All healthcare requires collaboration between providers and patients, but chronic disease management demands particularly high levels of patient engagement over an extended period of time. And that often means changes in lifestyle and routine to incorporate regular exercise, nutritious diet, medication, progress tracking, and check-ins with providers.

But our research into consumer purchase decisions indicates that even where people are highly motivated to make a change in their lives, they still face barriers to adoption of new solutions, whether a product, like a different brand of mattress, or a new behavior, like a novel approach to time management. In fact, people confront two types of forces when considering adoption of a new solution: those compelling adoption, and those opposing it.

The forces compelling adoption include the magnitude of the problem a person wants to solve, and the attractiveness of the new solution purporting to solve it. The forces opposing adoption include present habits, as well as anxieties about adopting new solutions, such as cost, learning requirements and disconcerting unfamiliarity. Opposing forces also include practical challenges associated with making a change, such as disposing of an old mattress after purchasing a new one.
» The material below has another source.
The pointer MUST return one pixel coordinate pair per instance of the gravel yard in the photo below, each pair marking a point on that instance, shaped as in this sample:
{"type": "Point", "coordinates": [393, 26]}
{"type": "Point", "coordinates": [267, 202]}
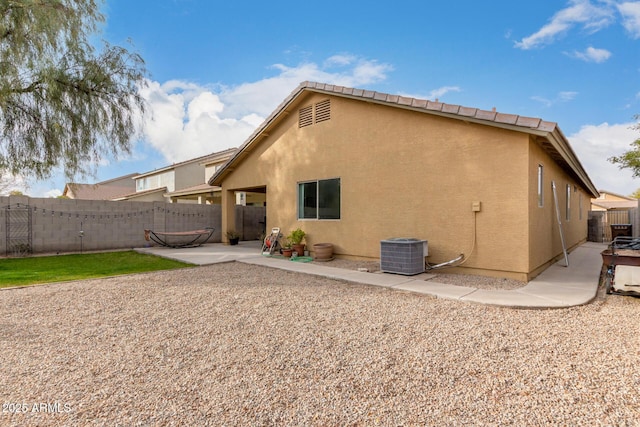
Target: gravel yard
{"type": "Point", "coordinates": [235, 344]}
In the case of health solutions like a chronic care regime, forces compelling adoption usually include concern about the life-limiting implications of a disease, and the promise of precluding them. Those opposing adoption may include factors like a habit of driving everywhere instead of walking even the shortest distances, a demanding work schedule that thwarts efforts to shop for and prepare healthy meals, and anxiety about medication side effects.

Addressing such barriers is well outside the scope of our traditional healthcare delivery system, which is rather designed to deliver clinical solutions for clinical problems. But providers recognizing the health and economic benefits of tackling them are exploring innovative means of doing so, such as those employed in a Cedars-Sinai Medical Center pilot program designed to help African-American men control their blood pressure.

According to the Centers for Disease Control, hypertension contributed to over 1,100 deaths per day in America in 2014. It is a known risk factor for heart disease and stroke, and the American Heart Association estimates that collectively these three conditions drive medical and indirect costs of $365 billion each year. Hypertension affects African American men at higher rates than other segments of the population, due to a range of factors including stress related to racism, poor understanding of hypertension, mistrust of the healthcare system, and lack of access to healthcare and medication.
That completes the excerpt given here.